As the operational leader of Al Qaeda in an ongoing conflict with the United States, Mr. bin Laden was a legitimate military target to be captured or killed at any time under the law of war, these analysts said.
“We could have killed him even if he was trying to run away. He was a lawful target,” said Scott Silliman, a law professor and executive director of the Center on Law, Ethics, and National Security at Duke University.
Rather than an unlawful assassination, the Navy SEALs’ assignment to “capture or kill” bin Laden was a fully authorized military mission. Bin Laden was a combatant in the war, as were members of the SEAL team.
In 1996, bin Laden himself declared war on the US, issuing a religious decree authorizing the murder of American citizens wherever they might be found.
Congress responded after the 9/11 attacks with passage of the 2001 Authorization to use Military Force. The measure empowers the president to “use all necessary and appropriate force” against nations, organizations, or individuals who played a role in the 9/11 attacks. The law was written specifically with bin Laden in mind.
In addition, Presidents Bush and Obama signed secret executive orders authorizing kill-or-capture missions by the Central Intelligence Agency and the military’s special forces.
Some denounce 'execution'
Although the US has received widespread support and praise for the bin Laden operation, a handful of critics are denouncing it as an unlawful “execution.”
These critics say bin Laden deserved the due process rights of a trial before facing capital punishment for his alleged crimes.
Others disagree. “Osama bin Laden was a criminal responsible for heinous terrorist attacks that cost the lives of thousands of innocent people,” said a statement issued by the European Commission and European Council. “His death makes the world a safer place and shows that such crimes do not remain unpunished.”
The statement continues: “This is a major achievement in our efforts to rid the world of terrorism.”
United Nations Secretary-General Ban Ki-Moon offered a similar assessment. “The death of Osama bin Laden … is a watershed moment in our common global fight against terrorism,” he said.
“Personally, I am very much relieved by the news that justice has been done.”
Although full details have not yet emerged, initial reports are that bin Laden was shot and killed in an exchange of fire near the end of the 40-minute military operation.
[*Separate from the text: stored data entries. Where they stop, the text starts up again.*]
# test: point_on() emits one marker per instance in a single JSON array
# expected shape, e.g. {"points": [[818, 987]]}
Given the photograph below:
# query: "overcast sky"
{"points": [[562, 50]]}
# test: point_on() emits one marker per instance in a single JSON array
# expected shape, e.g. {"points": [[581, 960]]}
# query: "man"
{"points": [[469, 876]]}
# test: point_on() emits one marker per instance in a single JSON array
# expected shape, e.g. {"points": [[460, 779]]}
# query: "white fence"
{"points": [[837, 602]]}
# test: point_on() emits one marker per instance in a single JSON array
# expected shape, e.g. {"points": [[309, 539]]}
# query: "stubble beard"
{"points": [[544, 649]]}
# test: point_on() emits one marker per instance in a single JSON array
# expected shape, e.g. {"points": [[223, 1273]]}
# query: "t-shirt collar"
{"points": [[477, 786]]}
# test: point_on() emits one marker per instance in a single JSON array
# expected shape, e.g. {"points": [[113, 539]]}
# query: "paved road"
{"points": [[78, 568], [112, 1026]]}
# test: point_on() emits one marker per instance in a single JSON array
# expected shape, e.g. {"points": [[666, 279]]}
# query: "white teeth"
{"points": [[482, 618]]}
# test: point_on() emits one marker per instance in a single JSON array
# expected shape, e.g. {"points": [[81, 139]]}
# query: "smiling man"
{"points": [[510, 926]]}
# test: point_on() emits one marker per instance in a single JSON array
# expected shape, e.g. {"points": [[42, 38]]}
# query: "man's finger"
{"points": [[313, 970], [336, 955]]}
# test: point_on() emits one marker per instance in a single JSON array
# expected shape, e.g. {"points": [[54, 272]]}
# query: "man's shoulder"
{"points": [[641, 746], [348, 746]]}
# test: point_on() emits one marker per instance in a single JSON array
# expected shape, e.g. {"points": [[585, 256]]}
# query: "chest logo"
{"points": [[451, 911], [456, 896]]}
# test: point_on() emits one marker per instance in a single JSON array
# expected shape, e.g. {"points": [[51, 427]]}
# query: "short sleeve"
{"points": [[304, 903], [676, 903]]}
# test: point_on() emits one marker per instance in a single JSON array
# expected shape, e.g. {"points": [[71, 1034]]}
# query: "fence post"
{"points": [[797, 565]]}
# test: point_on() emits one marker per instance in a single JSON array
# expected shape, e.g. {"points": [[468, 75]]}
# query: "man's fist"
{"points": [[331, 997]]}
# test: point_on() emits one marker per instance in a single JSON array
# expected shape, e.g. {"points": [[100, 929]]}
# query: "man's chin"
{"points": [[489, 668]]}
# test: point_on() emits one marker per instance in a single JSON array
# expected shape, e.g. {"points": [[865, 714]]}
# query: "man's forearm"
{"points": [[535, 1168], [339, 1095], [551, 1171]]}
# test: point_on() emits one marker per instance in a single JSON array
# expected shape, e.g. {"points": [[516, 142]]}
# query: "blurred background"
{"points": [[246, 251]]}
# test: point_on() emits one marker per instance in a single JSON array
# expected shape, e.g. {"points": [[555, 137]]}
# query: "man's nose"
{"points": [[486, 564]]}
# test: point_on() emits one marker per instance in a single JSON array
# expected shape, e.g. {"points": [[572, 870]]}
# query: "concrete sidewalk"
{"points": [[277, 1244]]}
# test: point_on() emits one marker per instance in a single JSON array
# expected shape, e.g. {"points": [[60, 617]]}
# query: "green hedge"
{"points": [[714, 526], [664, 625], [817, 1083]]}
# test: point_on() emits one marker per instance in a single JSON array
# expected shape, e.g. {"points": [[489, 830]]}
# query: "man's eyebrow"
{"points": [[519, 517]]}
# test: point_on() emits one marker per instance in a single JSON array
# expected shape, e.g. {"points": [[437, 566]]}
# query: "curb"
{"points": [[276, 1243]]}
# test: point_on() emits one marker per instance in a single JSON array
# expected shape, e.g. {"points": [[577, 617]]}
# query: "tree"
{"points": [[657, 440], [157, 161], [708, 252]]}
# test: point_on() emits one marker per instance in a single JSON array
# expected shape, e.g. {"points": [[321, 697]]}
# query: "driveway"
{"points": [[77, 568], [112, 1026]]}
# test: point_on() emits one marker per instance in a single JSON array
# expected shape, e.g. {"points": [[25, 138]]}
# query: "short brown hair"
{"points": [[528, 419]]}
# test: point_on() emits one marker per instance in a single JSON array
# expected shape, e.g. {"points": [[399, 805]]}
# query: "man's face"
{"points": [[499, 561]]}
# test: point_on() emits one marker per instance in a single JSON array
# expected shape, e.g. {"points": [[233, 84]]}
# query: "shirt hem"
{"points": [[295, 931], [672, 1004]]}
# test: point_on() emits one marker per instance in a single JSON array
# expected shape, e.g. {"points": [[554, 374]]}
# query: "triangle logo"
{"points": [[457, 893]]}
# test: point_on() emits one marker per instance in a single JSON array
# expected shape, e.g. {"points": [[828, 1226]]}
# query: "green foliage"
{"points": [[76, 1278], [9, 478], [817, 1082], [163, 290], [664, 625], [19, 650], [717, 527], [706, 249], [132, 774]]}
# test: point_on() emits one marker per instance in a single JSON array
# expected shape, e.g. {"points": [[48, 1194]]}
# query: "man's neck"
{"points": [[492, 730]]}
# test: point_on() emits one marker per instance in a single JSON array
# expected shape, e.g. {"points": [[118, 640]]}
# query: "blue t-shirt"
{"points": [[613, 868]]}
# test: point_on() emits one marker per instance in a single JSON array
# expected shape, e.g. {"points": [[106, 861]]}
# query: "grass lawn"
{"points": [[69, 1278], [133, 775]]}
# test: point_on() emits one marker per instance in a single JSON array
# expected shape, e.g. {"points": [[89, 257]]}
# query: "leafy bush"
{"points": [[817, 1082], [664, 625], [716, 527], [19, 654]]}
It is not clear whether bin Laden himself was firing a weapon at US personnel.
If bin Laden was shooting, that offers US forces another justification for the use of lethal force. Like police officers confronting an armed suspect, law enforcement officials are authorized to use deadly force to defend themselves and others.
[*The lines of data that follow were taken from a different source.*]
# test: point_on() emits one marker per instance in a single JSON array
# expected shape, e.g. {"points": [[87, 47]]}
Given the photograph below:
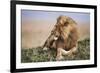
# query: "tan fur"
{"points": [[66, 34]]}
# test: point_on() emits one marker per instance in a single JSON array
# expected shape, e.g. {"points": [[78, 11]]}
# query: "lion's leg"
{"points": [[64, 52], [59, 54]]}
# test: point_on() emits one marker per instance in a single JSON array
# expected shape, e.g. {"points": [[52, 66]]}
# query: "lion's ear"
{"points": [[66, 23]]}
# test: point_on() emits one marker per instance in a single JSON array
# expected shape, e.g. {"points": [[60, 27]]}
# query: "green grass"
{"points": [[38, 55]]}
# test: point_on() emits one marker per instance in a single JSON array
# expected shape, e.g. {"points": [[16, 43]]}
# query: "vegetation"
{"points": [[38, 55]]}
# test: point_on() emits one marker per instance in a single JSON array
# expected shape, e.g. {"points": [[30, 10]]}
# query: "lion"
{"points": [[63, 37]]}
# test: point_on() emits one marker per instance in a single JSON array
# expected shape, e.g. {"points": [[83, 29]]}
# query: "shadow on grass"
{"points": [[38, 55]]}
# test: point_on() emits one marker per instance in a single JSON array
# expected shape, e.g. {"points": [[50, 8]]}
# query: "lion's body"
{"points": [[66, 32]]}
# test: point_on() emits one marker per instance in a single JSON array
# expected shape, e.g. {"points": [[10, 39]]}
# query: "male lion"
{"points": [[64, 37]]}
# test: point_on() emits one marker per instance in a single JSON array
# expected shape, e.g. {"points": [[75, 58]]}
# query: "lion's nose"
{"points": [[55, 38]]}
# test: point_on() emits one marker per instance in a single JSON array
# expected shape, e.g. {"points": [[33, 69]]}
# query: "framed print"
{"points": [[52, 36]]}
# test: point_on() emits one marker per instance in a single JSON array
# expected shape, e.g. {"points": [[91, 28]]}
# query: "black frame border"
{"points": [[13, 35]]}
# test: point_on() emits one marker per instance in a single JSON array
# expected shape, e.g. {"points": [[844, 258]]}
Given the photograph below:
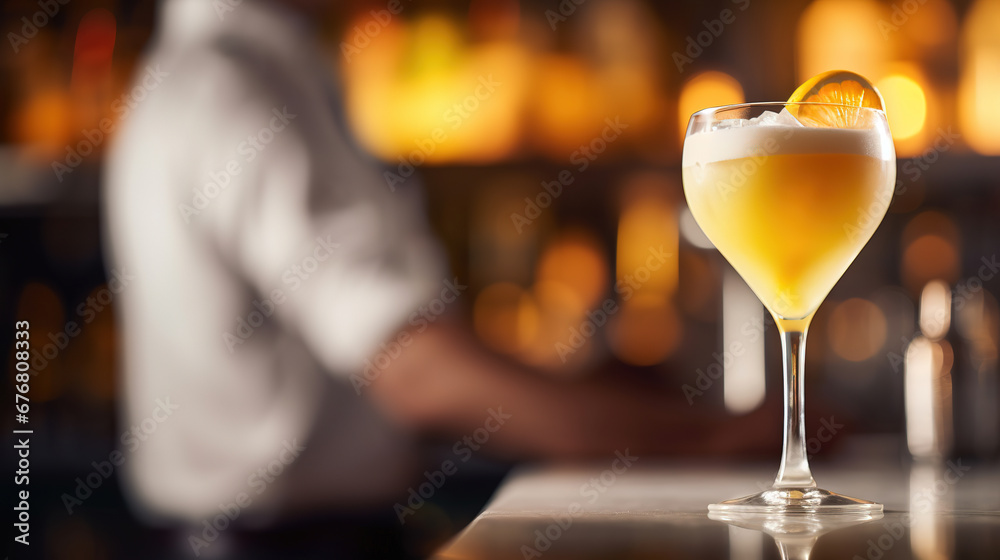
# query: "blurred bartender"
{"points": [[271, 262]]}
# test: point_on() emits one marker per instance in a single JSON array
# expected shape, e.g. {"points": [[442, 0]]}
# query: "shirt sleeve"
{"points": [[328, 248]]}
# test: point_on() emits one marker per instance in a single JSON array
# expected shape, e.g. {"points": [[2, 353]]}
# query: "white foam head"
{"points": [[772, 134]]}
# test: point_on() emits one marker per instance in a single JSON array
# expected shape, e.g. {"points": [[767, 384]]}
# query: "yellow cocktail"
{"points": [[791, 223], [790, 193]]}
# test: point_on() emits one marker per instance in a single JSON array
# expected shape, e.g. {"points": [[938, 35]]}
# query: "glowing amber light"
{"points": [[505, 317], [418, 92], [905, 105], [708, 89], [857, 330], [841, 34], [647, 242], [646, 330], [577, 264], [979, 111]]}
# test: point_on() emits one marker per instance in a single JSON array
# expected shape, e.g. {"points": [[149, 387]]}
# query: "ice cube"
{"points": [[765, 118], [787, 119], [729, 123]]}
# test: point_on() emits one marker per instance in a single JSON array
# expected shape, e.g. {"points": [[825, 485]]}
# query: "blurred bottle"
{"points": [[927, 377], [952, 391]]}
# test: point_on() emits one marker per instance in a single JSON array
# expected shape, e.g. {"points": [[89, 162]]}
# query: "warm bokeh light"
{"points": [[931, 26], [646, 255], [841, 35], [978, 108], [857, 330], [418, 91], [707, 89], [46, 123], [905, 105], [566, 108], [95, 45], [931, 244], [505, 317], [646, 330], [576, 263]]}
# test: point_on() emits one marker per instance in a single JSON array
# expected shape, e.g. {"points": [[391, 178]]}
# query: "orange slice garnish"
{"points": [[846, 89]]}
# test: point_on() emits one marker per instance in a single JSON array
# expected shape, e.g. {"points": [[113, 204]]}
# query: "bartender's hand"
{"points": [[445, 383]]}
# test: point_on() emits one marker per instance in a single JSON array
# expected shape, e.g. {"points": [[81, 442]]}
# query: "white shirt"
{"points": [[246, 102]]}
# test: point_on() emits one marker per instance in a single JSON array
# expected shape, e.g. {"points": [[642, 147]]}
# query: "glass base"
{"points": [[796, 501]]}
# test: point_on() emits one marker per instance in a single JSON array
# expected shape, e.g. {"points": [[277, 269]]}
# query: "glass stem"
{"points": [[794, 471]]}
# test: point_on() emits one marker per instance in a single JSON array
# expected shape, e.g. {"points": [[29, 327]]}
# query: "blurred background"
{"points": [[546, 185]]}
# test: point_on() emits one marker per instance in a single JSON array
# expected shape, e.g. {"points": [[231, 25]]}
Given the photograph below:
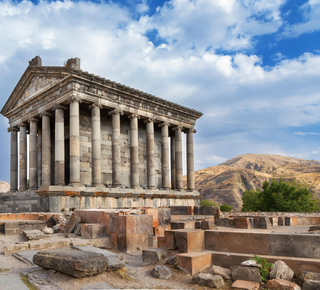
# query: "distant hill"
{"points": [[226, 182], [4, 186]]}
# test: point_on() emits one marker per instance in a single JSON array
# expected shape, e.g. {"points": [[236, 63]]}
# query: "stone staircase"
{"points": [[203, 248]]}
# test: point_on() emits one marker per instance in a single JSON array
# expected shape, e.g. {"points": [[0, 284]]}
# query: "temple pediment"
{"points": [[37, 84]]}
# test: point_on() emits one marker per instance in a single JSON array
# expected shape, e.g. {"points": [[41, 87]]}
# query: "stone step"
{"points": [[263, 243], [229, 259], [187, 241], [194, 262]]}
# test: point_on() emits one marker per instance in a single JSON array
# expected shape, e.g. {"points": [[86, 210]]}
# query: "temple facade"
{"points": [[89, 136]]}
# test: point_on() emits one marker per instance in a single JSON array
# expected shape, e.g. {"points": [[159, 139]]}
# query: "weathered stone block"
{"points": [[194, 262], [264, 223], [208, 280], [164, 216], [161, 272], [306, 275], [72, 262], [274, 221], [280, 221], [8, 250], [242, 223], [311, 285], [223, 272], [279, 284], [208, 225], [153, 256], [134, 242], [161, 242], [245, 285], [189, 240], [280, 270], [246, 273], [170, 242], [155, 216], [34, 235]]}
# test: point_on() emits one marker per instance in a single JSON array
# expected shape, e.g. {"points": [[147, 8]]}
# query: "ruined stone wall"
{"points": [[106, 150]]}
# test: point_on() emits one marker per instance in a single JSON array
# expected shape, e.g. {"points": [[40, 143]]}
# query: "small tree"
{"points": [[283, 196], [207, 202]]}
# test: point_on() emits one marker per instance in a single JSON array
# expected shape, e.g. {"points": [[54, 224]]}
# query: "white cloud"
{"points": [[306, 133], [311, 15], [246, 105]]}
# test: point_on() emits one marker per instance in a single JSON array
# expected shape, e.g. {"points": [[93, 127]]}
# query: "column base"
{"points": [[98, 185], [75, 184]]}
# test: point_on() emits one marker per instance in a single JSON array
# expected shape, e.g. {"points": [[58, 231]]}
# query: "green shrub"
{"points": [[282, 196], [266, 267], [207, 202], [225, 207]]}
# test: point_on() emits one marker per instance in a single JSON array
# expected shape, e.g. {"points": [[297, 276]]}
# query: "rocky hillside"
{"points": [[4, 186], [226, 182]]}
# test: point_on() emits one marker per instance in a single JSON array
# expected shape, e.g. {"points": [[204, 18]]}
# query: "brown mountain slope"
{"points": [[226, 183]]}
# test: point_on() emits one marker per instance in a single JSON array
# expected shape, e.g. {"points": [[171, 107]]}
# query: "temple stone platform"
{"points": [[60, 198]]}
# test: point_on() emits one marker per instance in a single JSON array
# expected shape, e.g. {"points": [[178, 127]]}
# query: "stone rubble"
{"points": [[161, 272], [280, 270], [208, 280], [246, 273], [280, 284], [72, 262], [223, 272]]}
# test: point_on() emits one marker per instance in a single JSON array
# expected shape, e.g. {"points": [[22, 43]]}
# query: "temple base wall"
{"points": [[62, 198]]}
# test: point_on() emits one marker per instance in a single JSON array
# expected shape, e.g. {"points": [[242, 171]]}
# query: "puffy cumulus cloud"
{"points": [[310, 12], [247, 107], [209, 25]]}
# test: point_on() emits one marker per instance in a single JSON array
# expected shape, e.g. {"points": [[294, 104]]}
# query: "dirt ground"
{"points": [[133, 276]]}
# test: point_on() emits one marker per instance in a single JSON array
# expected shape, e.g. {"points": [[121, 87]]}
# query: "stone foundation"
{"points": [[65, 198]]}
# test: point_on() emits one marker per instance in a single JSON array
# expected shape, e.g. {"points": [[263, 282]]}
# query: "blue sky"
{"points": [[252, 67]]}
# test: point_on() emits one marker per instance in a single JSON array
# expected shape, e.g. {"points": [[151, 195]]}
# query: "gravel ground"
{"points": [[133, 276]]}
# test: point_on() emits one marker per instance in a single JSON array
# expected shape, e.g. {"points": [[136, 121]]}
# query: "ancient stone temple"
{"points": [[94, 143]]}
“Even if Osama bin Laden was outside [a zone of] armed conflict, did not have a continuous combat function, and was not subject to targeted killing [under the law of war], the killing could be a justified use of lethal force under various possible scenarios, as many police shootings of criminal suspects are,” Professor Hafetz said.
'Capture or kill' was significant
There were other advantages to sending US forces in. International reaction to the bin Laden operation might have been quite different if the US had relied on hellfire missiles launched from drones into the windows of the bin Laden compound.
The use of missiles fired from a distant control center would likely have inflamed a raging debate among international legal scholars over the use of heavily-armed drones to carry out targeted killings both in Afghanistan and Pakistan, said Professor Vladeck.
It is also significant, he said, that the mission was described by President Obama as “capture or kill.” By contrast, when missiles are deployed, “capture” is generally not an option.
Atmospherics matter, he said. “There is just something different about sending armed forces in military uniforms with the US flag on their sleeve to conduct this kind of operation,” the professor said.